In Banyu, the TiDB slow log fields we are concerned about are mainly as follows:

• TiDB IP : When deploying Filebeat, the IP of the machine will be passed in. With this IP, we can know the source of the log and make statistics according to the dimensions of the IP;
• DB : DATABASE used when executing the statement. We can perform statistics according to the DB dimension, and at the same time, we can map the DB to a specific database cluster through the internal system;
• TABLE : Some slow logs can be parsed to get the table name, and statistics can be made according to the dimensions of the table;
• IDX_NAME : In addition to the Insert statement and the statement using the KV interface, the slow log information records whether the statement is indexed or not;
• TOTAL_KEYS : the number of keys scanned by Coprocessor;
• PROCESS_KEYS : the number of keys processed by Coprocessor;
• QUERY_TIME : the time when the statement was executed;
• SQL : specific SQL statement.

Field parsing

Parse the required fields of a slow log through Logstash's Grok syntax, as shown in the figure below.

Statistical Analysis

The following figure shows the slow log situation of all our clusters in the last 30 minutes. Through Kibana, we can see the total number of slow logs, which can be retrieved by DB, Quwry_time, Total_keys, and statistics can be calculated by dimensions such as DB, Table, and IP. This can greatly improve the efficiency of locating problem SQL.
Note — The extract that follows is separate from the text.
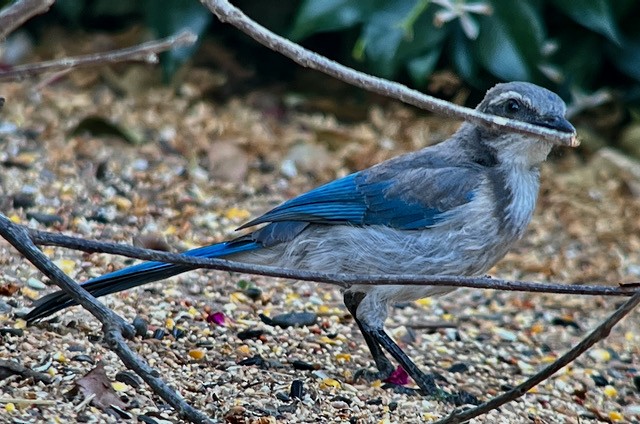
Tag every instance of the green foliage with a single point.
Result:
(566, 44)
(561, 43)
In addition to visual retrieval and aggregation through Kibana, our internal platform system will also aggregate and sort through various dimensions of slow logs. Aggregation dimensions include cluster, library, table, IP and operation type etc. The sorting rules can be According to the total time, average time, maximum time and the number of logs . We can periodically send slow log reports to R&D.

Monitoring alarm

In addition to visual retrieval and statistical analysis, we also monitor and alert the slow log, as shown in the figure below. By counting the number of slow SQL entries in each database, each database is set two alarm rules . For example, the advertising library, the general rule is that the execution time exceeds 200 milliseconds , and the alarm threshold reaches 5 will be alerted.

However, we found that there are also cases where the execution frequency is extremely low, but the execution time is extremely long, and there is no way to cover it through general rules. Therefore, a rule was added later: the execution time exceeds 500 milliseconds , and the alarm threshold reaches 2 . In this way, the online slow SQL is basically fully covered.
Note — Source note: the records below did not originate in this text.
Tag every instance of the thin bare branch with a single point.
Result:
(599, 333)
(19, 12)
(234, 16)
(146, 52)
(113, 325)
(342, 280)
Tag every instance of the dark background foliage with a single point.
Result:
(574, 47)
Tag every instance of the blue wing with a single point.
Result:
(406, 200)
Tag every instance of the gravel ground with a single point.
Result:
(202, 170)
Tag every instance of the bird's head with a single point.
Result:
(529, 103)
alarm information , as shown in the figure below. You can take a look at the picture on the left. We collected the DB field of the slow log and correlated the DB with the database cluster through the internal system. We can see which cluster and which library the slow log occurred in. When the slow log was generated, how many slow logs exceeded the threshold , the total SQL execution time and average time, etc. Through such slow log warning information, we can judge the impact of the problem SQL on the line in a short time How big is it.

Case Studies

After talking about how the slow log system is done, let's take a look at how we use the slow log system to find online problems.

The first case is shown in the figure below. One day we found that the Coprocessor CPU of the cluster went up, and the delay on the right also went up. The problematic SQL can be found quickly through the slow log system. Its Total_keys and Process_keys consume more, and its index_name is Empty, indicating that it has not reached the index. By adding an index to this SQL, the performance problem was quickly resolved.
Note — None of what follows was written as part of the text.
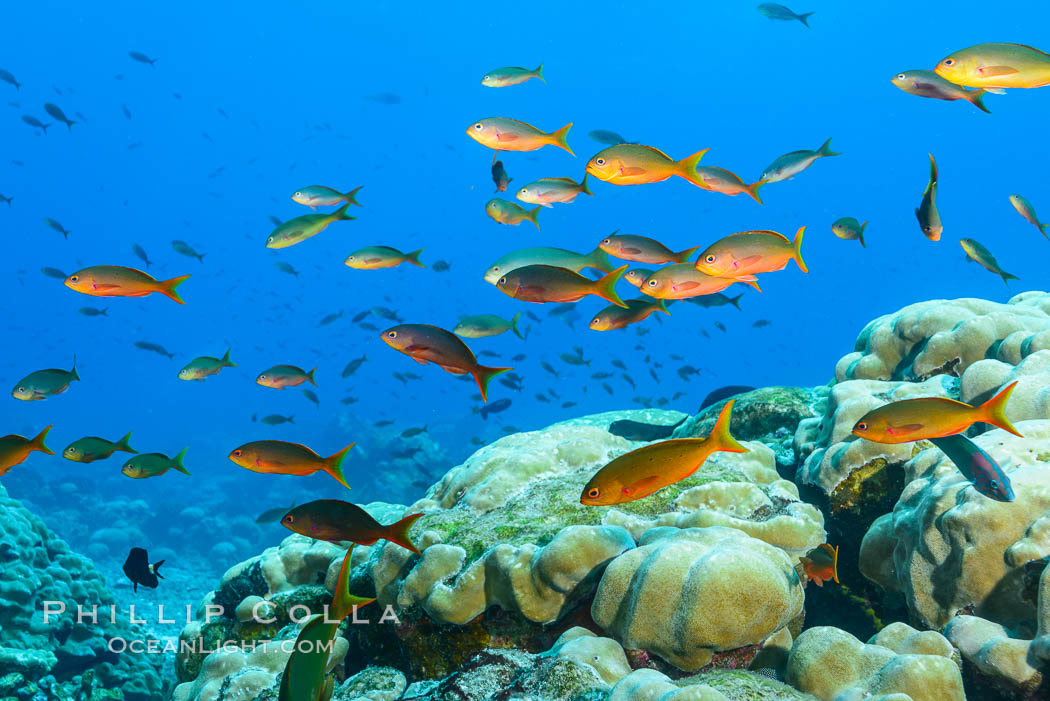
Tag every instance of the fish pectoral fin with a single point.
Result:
(990, 71)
The second case is similar. We found that the Coprocessor CPU index went up, and then searched through the slow log system, and we found that SQL was not indexed. The speed of locating the problem is very fast, because the aggregation and retrieval through ES is extremely fast.

Summarize

The above is some experience of Banyu slow log system in performance problem detection and prevention of database performance risk. I hope it will be helpful to everyone. In the future, we will continue to mine the information of the slow log, enrich the functions of the slow log system, and escort the Banyu database.